Corona: Informationen für drogengebrauchende Menschen und Beratungsstellen

Drogengebrauchende Menschen wurden bereits zu Beginn der Coronakrise als potenziell besonders gefährdete Gruppe identifiziert: Zum einen gibt es viele drogengebrauchende Menschen mit relevanten Vorerkrankungen, zum anderen waren und sind drogengebrauchende Menschen besonders betroffen, wenn Beratungsstellen sowie Einrichtungen der Aids- und Drogenhilfe ihre Angebote einschränken und Besucherkontakte reduzieren oder sogar ganz aussetzen müssen. Zudem sind viele Drogengebrauchende darauf angewiesen, uneingeschränkt mobil zu sein, zum Beispiel um den täglichen Weg zur Substitutionsvergabe zu absolvieren. Deshalb war es zu Beginn besonders wichtig, Schutzmaßnahmen zu ergreifen und zu kommunizieren (z.B. erweiterte Safer-Use-Regeln) sowie Maßnahmen anzubieten, um Kontakte sowie Wege zu reduzieren (z.B. erweiterte Take-Home-Verordnungen, erweiterte Konsumutensilienvergabe). Diese gilt es zu verstetigen und neuen Rahmenbedingungen (Lockerungen und wiederum neuen Einschränkungen) anzupassen.

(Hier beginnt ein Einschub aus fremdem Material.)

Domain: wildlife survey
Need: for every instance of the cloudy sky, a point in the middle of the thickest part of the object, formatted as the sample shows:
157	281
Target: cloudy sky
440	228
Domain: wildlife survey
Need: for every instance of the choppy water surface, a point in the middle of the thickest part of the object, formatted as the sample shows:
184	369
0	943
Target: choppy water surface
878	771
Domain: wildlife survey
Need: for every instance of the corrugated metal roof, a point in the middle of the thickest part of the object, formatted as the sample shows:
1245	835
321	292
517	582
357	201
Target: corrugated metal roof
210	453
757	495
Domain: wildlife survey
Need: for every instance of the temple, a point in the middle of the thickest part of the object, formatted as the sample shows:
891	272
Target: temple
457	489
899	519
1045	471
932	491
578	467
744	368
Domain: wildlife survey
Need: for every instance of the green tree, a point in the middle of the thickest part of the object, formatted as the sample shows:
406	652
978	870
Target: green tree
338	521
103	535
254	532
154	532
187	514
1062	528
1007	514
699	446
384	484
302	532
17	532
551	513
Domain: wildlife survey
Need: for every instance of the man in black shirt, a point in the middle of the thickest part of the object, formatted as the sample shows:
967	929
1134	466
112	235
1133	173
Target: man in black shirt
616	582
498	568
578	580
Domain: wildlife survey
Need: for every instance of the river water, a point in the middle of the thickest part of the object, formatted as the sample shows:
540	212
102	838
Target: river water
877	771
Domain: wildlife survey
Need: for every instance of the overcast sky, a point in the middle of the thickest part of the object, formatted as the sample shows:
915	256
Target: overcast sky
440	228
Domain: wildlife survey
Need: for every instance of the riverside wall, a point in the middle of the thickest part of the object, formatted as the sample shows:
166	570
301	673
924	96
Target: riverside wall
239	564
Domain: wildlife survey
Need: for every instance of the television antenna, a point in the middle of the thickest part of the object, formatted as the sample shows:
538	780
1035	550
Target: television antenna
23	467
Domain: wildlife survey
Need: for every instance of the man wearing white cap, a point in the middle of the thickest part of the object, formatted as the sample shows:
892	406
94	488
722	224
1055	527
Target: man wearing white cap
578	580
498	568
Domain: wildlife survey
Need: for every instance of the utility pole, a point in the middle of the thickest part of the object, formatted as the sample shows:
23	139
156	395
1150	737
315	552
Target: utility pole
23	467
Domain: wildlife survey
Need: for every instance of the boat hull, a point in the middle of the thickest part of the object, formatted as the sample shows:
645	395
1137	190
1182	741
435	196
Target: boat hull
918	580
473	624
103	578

Anbei möchten wir auf einige Links hinweisen, die sowohl für drogengebrauchende Menschen als auch für Beratungsstellen hilfreich sein können [zuletzt aktualisiert am 18.03.2022]:

  • Aus der Praxis: Infos für und von Menschen, die Drogen konsumieren: Der JES-Bundesverband hat das erste deutschsprachige Printmedium für drogengebrauchende Menschen zum Umgang mit Corona veröffentlicht. Die Broschüre bietet kurze und präzise Hilfestellungen für drogengebrauchende Menschen und kann kostenlos über den Versand der Deutschen Aidshilfe bezogen werden. Ergänzend hierzu wurde nun auch ein Plakat mit den fünf wichtigsten Kernbotschaften produziert. Die Kölner Drogenselbsthilfe VISION hat Informationen für die Zusammenstellung von Lunchpaketen bereitgestellt. Die bayerische Sucht- und Jugendhilfeverein Condrobs berichtet in einem Podcast über niedrigschwellige Drohenhilfe während der Coronakrise. Die Organisation INPUD (International Network of People who use Drugs) hat Informationen mit Schutzvorkehrungen für Menschen beim Drogenkauf sowie für Menschen, die Drogen verkaufen, zusammengestellt.
  • Aus den Medien: Im Interview mit jungewelt.de spricht Dirk Schäffer, Referent für Drogen und Strafvollzug bei der Deutschen Aidshilfe, über die Auswirkungen der Viruspandemie auf Drogenkonsument*innen und die Gesundheitsversorgung in Gefängnissen (04.04.2020). Im Artikel Die Hotels wären frei wird die Notlage, etwa in Bezug auf fehlende Schutzausrüstung, in Drogenhilfeeinrichtungen in Frankfurt, Hamburg und Berlin dargestellt (09.04.2020). Auch die Drogenhilfe leidet zeigt in einem kurzen Video die Situation im freiraum in Hamburg (15.04.2020). Suchtmediziner Norbert Lyonn berichtet in "Wie der Feldmarschall" aus dem Arbeiten am Limit in einer Berliner Substitutionspraxis (16.04.2020). Eine Substitutionspraxis in Goslar wiederum berichtet von den Umstellungen im Praxisablauf, die es ermöglichen die 200 Patient*innen weiter zu versorgen, verbunden mit der Forderung an die Kassenärztliche Vereinigung Einnahmeeinbußen bei gleichzeitgem Mehraufwand auszugleichen (17.04.2020). Wie sieht die Situation wiederum auf dem internationalen Drogenmarkt aus? Hierzu hat u.a. die taz in Koka-Kette in Coronakrise berichtet (19.05.2020). Zu den Auswirkungen auf den Drogenkosum gibt es bislang keine eindeutigen Daten. In Lockdown: Alkohol und Drogen gegen den Frust? berichtet unter anderem die niedrigschwellige Drogenhilfeeinrichtung INDRO aus Münster über ihre Einschätzung (19.03.2021). Beeindruckend: Die Suchthilfe direkt Essen hat im Rahmen einer Impf-Aktion mehrere hundert drogengebrauchende Menschen impfen können, wie waz.de (WAZ+) berichtet (16.05.2021).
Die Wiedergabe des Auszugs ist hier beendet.